Rather few studies were done in naturalistic, real-life settings15,16,17,18,19,20,21,22,23,24. Among those, Wright and colleagues conducted several studies with only daylight exposure and lighting from fireplaces while camping. They compared the results of melatonin secretion patterns and sleep timing of the same study participants when they were living and working in their habitual indoor environments, with less light during the day and additional electric light in the evening22. The authors found that exposure to natural light during the day led to a circadian phase-advance of the onset of melatonin secretion in the evening of about 2 h (compared to habitual mixed electric and daylighting conditions), which was more pronounced in later than earlier chronotypes. Living under natural light conditions also prolonged the phase angle of entrainment defined as the temporal relationship between the dim light onset of melatonin (circadian phase marker) in the evening and sleep onset by 49 min (see supplementary information of Ref22).
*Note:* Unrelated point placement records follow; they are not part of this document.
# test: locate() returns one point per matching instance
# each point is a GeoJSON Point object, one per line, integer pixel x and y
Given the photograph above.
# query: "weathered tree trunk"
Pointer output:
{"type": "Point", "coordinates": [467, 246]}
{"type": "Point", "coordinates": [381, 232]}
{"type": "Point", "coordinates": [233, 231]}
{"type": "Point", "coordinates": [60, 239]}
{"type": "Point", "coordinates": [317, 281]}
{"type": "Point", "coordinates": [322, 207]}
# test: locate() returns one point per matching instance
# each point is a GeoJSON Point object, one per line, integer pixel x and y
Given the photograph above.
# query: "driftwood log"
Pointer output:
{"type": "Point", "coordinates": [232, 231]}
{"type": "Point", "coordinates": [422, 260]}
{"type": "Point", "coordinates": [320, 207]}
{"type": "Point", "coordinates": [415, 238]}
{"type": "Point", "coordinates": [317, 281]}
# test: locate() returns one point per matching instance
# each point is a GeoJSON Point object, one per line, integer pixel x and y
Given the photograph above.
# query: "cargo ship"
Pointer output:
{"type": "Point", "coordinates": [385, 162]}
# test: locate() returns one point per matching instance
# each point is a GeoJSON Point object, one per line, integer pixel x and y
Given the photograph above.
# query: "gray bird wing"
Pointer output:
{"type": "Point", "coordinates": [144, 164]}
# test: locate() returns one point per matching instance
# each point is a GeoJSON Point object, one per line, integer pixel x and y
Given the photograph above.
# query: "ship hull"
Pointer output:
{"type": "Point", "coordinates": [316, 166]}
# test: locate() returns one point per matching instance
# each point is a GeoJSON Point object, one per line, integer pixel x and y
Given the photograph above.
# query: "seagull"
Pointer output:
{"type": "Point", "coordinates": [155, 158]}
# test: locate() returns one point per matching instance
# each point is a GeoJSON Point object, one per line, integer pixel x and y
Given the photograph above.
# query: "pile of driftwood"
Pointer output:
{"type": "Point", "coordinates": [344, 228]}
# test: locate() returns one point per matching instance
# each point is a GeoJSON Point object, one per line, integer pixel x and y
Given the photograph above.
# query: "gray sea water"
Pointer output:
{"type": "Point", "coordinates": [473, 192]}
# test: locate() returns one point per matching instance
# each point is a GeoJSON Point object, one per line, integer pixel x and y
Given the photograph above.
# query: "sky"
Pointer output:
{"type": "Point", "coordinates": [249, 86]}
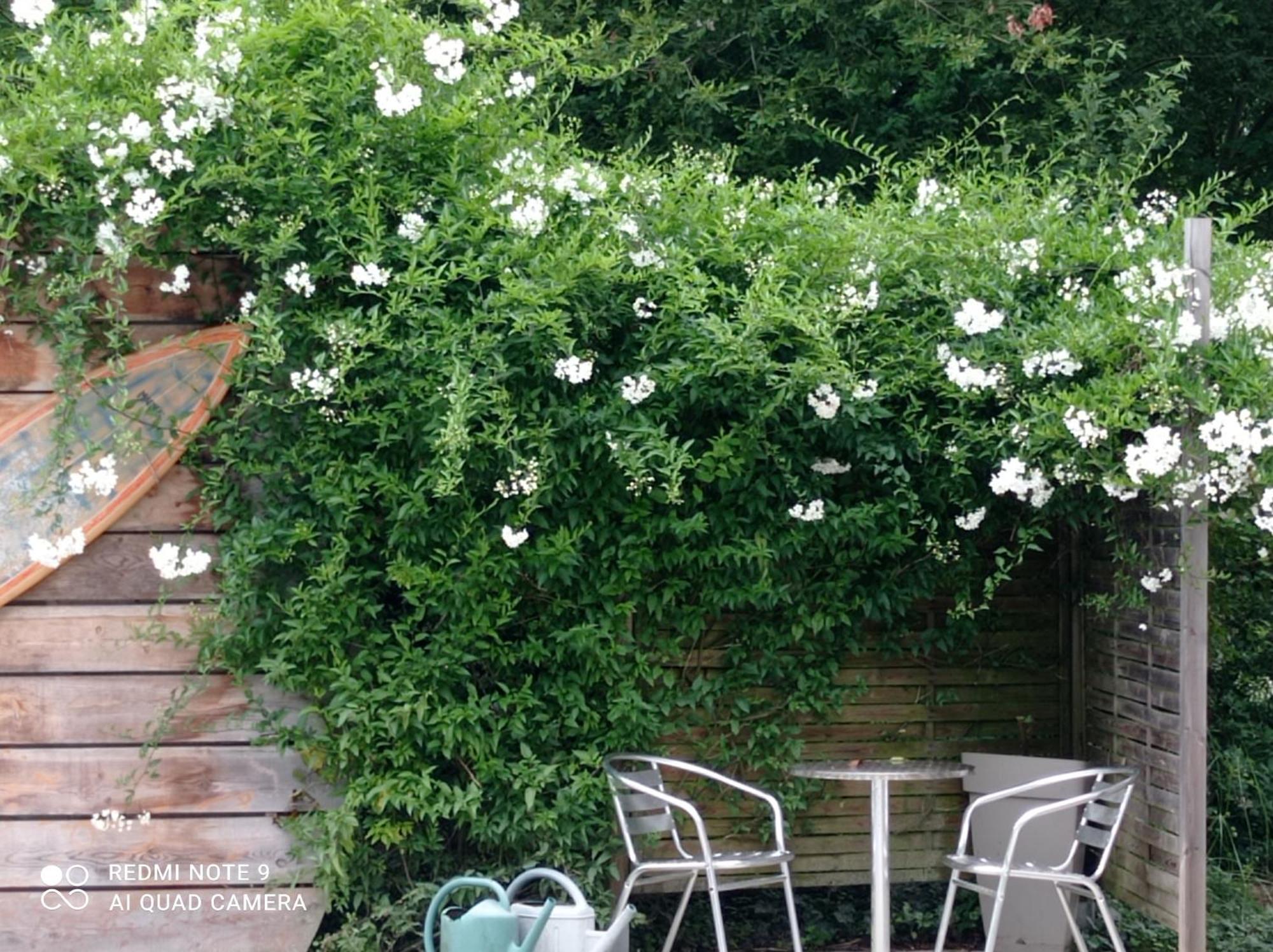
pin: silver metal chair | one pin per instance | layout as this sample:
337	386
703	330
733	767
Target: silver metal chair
645	808
1104	808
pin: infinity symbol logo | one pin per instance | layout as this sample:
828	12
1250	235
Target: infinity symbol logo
74	875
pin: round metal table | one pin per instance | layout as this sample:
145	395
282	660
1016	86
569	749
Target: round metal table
882	773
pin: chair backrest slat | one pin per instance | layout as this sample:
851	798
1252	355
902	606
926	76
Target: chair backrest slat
1093	837
654	823
638	802
1099	813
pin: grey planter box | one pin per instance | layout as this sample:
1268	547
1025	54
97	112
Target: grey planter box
1033	920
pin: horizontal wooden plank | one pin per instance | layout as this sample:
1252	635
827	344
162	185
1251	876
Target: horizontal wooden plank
27	926
170	507
189	852
30	365
94	638
77	782
99	710
116	568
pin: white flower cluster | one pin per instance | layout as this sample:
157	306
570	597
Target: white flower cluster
1155	283
814	512
169	161
180	283
31	13
1131	235
316	384
1263	511
100	479
1159	208
868	389
172	564
1052	363
370	276
521	482
582	183
1253	310
446	57
850	298
393	102
116	822
215	46
520	86
1084	428
932	195
647	258
1239	437
826	402
1155	458
829	468
109	239
197	96
966	375
1122	494
974	318
573	370
413	227
515	538
144	207
1022	256
637	389
1027	484
1073	290
50	553
297	278
500	15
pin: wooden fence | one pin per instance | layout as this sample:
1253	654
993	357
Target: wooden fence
78	690
1008	694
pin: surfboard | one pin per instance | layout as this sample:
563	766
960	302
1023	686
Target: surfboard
142	418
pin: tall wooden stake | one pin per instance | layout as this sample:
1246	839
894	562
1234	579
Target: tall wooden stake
1193	645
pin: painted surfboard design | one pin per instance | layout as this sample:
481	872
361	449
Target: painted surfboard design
143	418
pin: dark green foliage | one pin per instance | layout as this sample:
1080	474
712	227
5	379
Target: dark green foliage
1099	86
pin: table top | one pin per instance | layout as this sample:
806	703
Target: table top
883	769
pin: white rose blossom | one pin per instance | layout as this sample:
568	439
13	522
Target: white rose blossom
826	402
515	538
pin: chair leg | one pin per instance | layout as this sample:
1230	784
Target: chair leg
680	913
944	927
992	932
717	917
791	908
1103	904
1070	918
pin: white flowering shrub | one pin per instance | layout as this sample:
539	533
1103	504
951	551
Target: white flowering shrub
519	422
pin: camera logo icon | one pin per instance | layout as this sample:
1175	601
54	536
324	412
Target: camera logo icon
54	878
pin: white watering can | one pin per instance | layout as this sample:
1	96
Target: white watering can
572	927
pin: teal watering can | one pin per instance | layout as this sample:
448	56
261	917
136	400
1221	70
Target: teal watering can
488	927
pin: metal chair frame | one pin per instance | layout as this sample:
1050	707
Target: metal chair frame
1104	809
645	806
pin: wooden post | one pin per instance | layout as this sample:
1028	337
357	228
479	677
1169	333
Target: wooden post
1193	642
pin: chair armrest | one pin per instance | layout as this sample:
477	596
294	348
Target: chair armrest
684	806
776	809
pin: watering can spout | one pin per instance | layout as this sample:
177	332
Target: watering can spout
538	930
618	931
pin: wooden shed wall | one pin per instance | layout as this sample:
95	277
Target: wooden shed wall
78	690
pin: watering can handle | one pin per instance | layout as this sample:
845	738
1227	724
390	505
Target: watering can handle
561	879
431	918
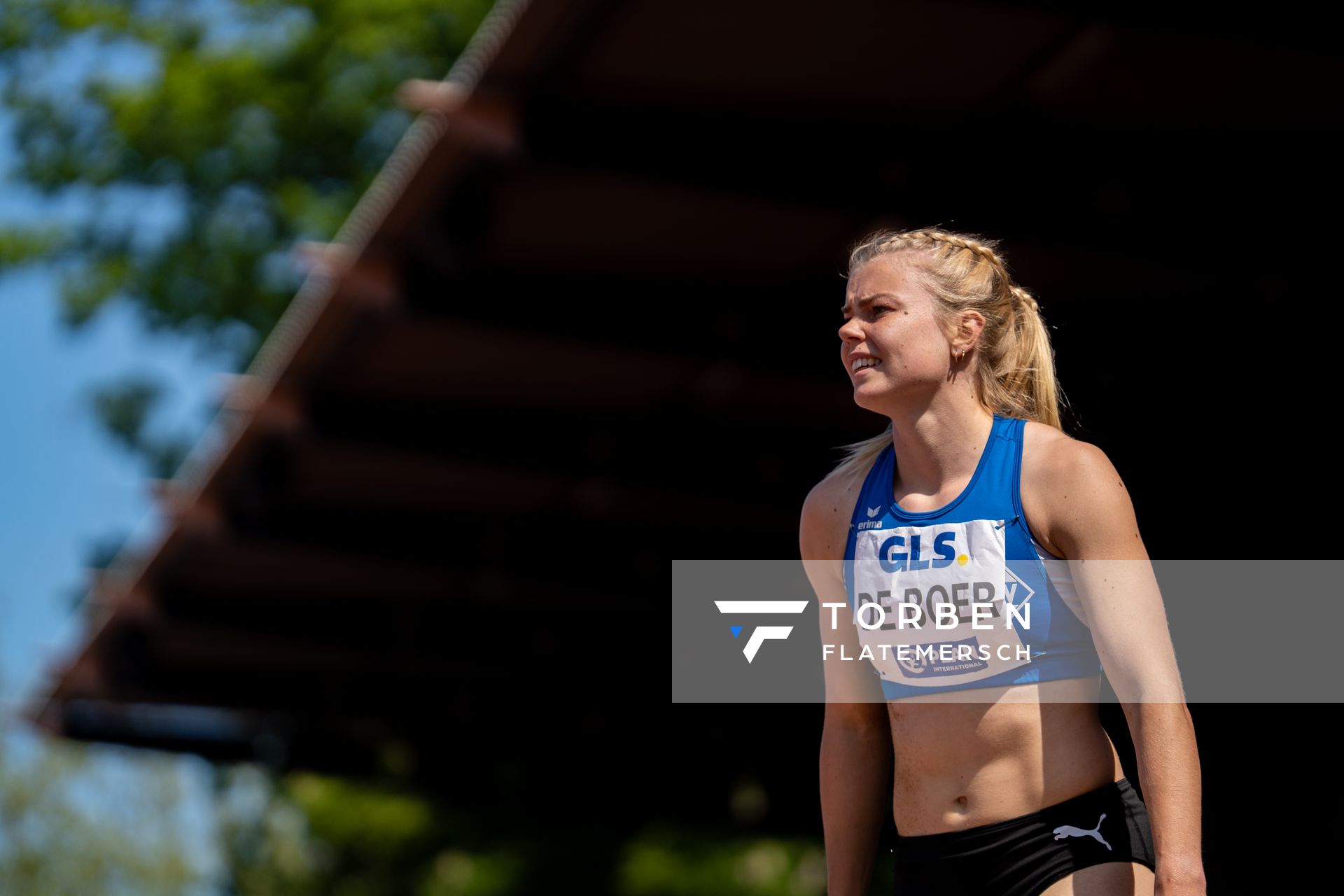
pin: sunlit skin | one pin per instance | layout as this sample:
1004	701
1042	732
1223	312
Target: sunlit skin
974	757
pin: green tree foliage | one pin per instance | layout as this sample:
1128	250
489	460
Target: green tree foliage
67	830
265	118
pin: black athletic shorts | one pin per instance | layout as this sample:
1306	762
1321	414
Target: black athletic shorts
1025	855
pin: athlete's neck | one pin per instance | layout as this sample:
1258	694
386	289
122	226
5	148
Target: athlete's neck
937	449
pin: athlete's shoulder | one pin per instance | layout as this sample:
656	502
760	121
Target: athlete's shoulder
1069	486
827	512
1053	456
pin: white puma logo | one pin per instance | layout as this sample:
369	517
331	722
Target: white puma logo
1069	830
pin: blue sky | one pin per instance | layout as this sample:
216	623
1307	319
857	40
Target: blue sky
64	484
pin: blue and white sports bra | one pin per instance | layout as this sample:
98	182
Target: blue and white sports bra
1009	609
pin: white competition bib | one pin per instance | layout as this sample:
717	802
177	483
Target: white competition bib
909	571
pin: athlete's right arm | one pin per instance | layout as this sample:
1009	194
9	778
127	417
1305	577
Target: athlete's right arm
857	751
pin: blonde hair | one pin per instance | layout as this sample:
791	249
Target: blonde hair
1012	365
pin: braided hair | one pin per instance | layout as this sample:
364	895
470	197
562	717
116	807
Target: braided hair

Non-visual light effects in humans are often quantified by measuring acute melatonin suppression and circadian phase shifts of the dim light melatonin onset (DLMO) in response to light25,26. However, the effects of prior light exposure during the day, which additionally modulate acute effects of light in the evening (e.g. cognitive performance27,28,29 melatonin suppression15,30,31, circadian phase shifts30,32,33, circadian amplitude34, alertness29,35 and sleep36,37,38) have much less been considered. Bright light exposure during the day increased nocturnal peak levels in melatonin39,40, and exposure to 5000 photopic lux (at eye level) at midday for three consecutive days significantly phase-advanced the onset of melatonin secretion41. On the other hand, if prior daytime light exposure was low, bright light in the evening led to stronger melatonin suppression and greater delays in melatonin phase15,30,31,42.
Regarding the impact of light exposure on the circadian modulation of cortisol concentrations, bright light in the early morning increased the morning peak43,44, advanced the circadian phase of cortisol34,45 and acutely suppressed cortisol concentrations (after 6.7 h bright light exposure, starting around the melatonin peak at night)46.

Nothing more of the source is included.